I felt such a connection with Sara and Gerald, two people who seek to find the beauty in a world that is changing so rapidly. The social, political and economic events that happen around them throughout their lives shift everything, impacting on them, their family and friends. Through it all, they are two people looking for the beauty in life, trying to celebrate it and enhance it despite the odds stacked against them.
Villa America – History Come To Life
It was fascinating to read a novelisation of the lives of the Murphy’s friends – the fraught, wild and obsessional relationship between Scott and Zelda Fitzgerald, the brilliance that bordered on madness of Ernest Hemingway and the complex love life of Picasso. The Murphys seek to create a beautiful world for their friends at Villa America, a coastal oasis of artistic genius, holding flamboyant parties and extravagant fêtes. The couple have an incredible sense of style and Klaussmann really brings this to life in the pages of the book. However, the constant through this wonderful novel is the warm, loving family that Sara and Gerald Murphy create with their three children.

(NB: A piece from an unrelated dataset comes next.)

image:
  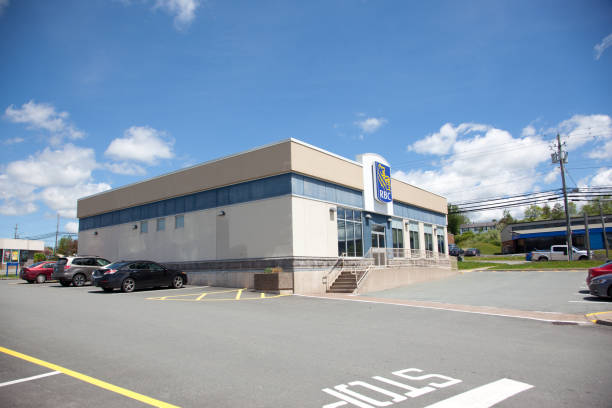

It is painful to read how “the Golden Bowl” is shattered and how what seemed to be a charmed life is anything but. However, Liza Klaussmann still manages to give readers a happy ending – something I found incredibly refreshing and also something I believe the real life Sara and Gerald would have appreciated. In the end, we all want to be remembered for the joy we created and not the sorrow we endure, and in Villa America Liza Klaussmann has definitely done this for the fascinating protagonists of this wonderful story.
Don’t miss Liza Klaussmann‘s engaging and delightful book, Villa America. Whether you are a fan of historical fiction or you just love a really good read, Villa America is definitely the book for you.
Disclosure: I received a copy of Villa America for review purposes. This review is my honest, heartfelt opinion of the book.